The Girl Beneath the Hill

by Urnotmyrealmom



Category: Harry Potter - J. K. Rowling
Genre: Alternate Universe - Harry Potter Setting, Angst, Childhood Friends, Childhood Trauma, Dark Academia, Enemies to Friends to Lovers, F/M, Fluff, Friends to Lovers, Multi, Orphans, Other
Language: English
Status: Completed
Published: 2020-10-03
Updated: 2020-10-03
Packaged: 2021-03-07 21:14:20
Rating: Teen And Up Audiences
Warnings: No Archive Warnings Apply
Chapters: 1
Words: 1,317
Publisher: archiveofourown.org
Story URL: https://archiveofourown.org/works/26784232
Author URL: https://archiveofourown.org/users/Urnotmyrealmom/pseuds/Urnotmyrealmom
Summary: When nine-year-old Isla Hardwicke lost her parents, she set her mind to hating the family who took her in--the Malfoys. By her fifteenth birthday, she realized her feelings were not so singular anymore, especially with regards to Draco Malfoy.
Relationships: Draco Malfoy/Original Female Character(s), Lucius Malfoy/Narcissa Black Malfoy
Kudos: 5





	The Girl Beneath the Hill

**Author's Note:**

> The beginning of what I hope is a good size work.
> 
> In this universe, Voldemort was defeated by James and Lily who died in the process. Sirius raises Harry, and there was no Triwizard tournament. Sirius is the DADA professor. I really wanted to focus on the romance, I'll be honest.

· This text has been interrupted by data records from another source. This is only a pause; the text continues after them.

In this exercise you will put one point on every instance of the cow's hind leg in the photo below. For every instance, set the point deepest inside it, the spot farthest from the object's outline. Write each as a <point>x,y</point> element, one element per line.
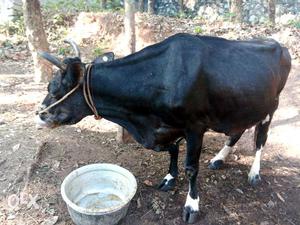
<point>169,181</point>
<point>218,161</point>
<point>261,135</point>
<point>191,207</point>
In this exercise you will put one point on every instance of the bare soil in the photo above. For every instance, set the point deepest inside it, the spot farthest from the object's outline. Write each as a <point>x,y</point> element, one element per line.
<point>225,195</point>
<point>36,161</point>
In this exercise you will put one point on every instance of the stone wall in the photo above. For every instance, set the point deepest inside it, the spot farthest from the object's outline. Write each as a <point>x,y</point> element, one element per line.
<point>255,11</point>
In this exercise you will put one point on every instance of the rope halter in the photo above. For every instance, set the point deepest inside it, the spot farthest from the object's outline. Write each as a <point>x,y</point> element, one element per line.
<point>86,93</point>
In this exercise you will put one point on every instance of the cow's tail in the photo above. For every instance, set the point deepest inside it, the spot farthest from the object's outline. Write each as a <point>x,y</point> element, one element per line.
<point>285,67</point>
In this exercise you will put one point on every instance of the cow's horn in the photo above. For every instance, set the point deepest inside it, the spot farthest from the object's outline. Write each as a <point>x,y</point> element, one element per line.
<point>74,46</point>
<point>55,61</point>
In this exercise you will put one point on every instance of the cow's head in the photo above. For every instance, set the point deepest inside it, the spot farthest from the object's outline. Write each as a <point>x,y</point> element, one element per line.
<point>66,84</point>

I really hope you like it.

**Prologue:**  
  
  
  
There was nothing Isla liked more than the way the bluebells sprung up in the shade of the forest every April.  _ Not a forest, _ her mother used to remind her. Forests didn’t belong to anyone--they were their own masters. The little wood where her parents made their home beneath the hill  _ belonged _ to another family entirely. From what she could gather, that great family hadn’t the slightest inkling they were there, and it was to remain that way under all circumstances.

But  _ why,  _ she’d often ask Father on their weekly trips to the village. His answer was always the same. “Because the family who live there are cruel, backwards people who use their talents and money to hurt others.” And that was the end of that. 

And so the Hardwicke family lived together for the first years of Isla’s life. It never occurred to her that they were any different from the people who lived in Rumford village. That the reason they were able to remain safely hidden under the hill was anything more than good luck and planning. It wasn’t until the winter of her ninth birthday that Isla realized how cruel life could truly be.

It began with a cough--only a little one--as Isla made her bed one morning. Mother said it was the brittle quality of the winter air. Father joked that she’d have to have her birthday in bed if she didn’t get any better by the next week. His ribbing ended when she fainted at the kitchen table at lunchtime.

By the next day, Isla could hardly move for the pain and exhaustion of the fever. Mother never left her side, despite her own dreadful fever. Father was the last to fall ill, yet only rested when he could no longer stand upright. The last memory she had of him was the clumsy way he tied his scarf around his neck, assuring her weeping mother he’d be back from Rumford straightaway--that he just had to get some medicine for them.

It was the knocking on the door that startled Isla from her fevered sleep. Where was Mother--hadn’t she heard the door? Somehow, she managed to peel herself from the bed and waddle stiffly toward the source of the knocking. The clock on the wall read half-past-midnight, and her stomach clenched as the frigid winter air rushed through the door.

“I’m terribly sorry, little miss,” an impossibly high voice apologized from the doorway. The creature it belonged to was even more inexplicable, with giant round eyes, batty ears, and a disgusting rag for clothing. Its brows were knit together in what Isla could only presume was worry.

“Where’s mother?” was all she could manage to say. The creature’s sympathetic gaze bored through her as it wrung its hand. 

“The little miss should be in bed, her fever is too high.” It shepherded her back inside, closing the door behind it. 

“Dobby shouldn’t be here, but there was a commotion, and Master sent Dobby to see what was the matter.”

Isla began to struggle, where was Mother? Where was Father? What was this strange Dobby creature, and why was he in her home?

Dobby hushed her, “Please, little miss. You need your rest. You are gravely ill.”

Before she could protest again, there was a sharp  _ thwack _ on the door, and it flew open. In strode the most terrifying man Isla had ever seen, with straight, silvery hair and a sharp face, accentuated by his wicked black walking cane.

“ _ What is the meaning of this? _ ” the man all but hissed. Dobby shook like a leaf, but didn’t leave her side as he answered.

“Dobby found her here--her fever is very bad indeed.”

The man studied her, looking down as if Isla were a stray cat instead of a person. “You’re trespassing here, muggle. It’s within my rights to kill you, you know.”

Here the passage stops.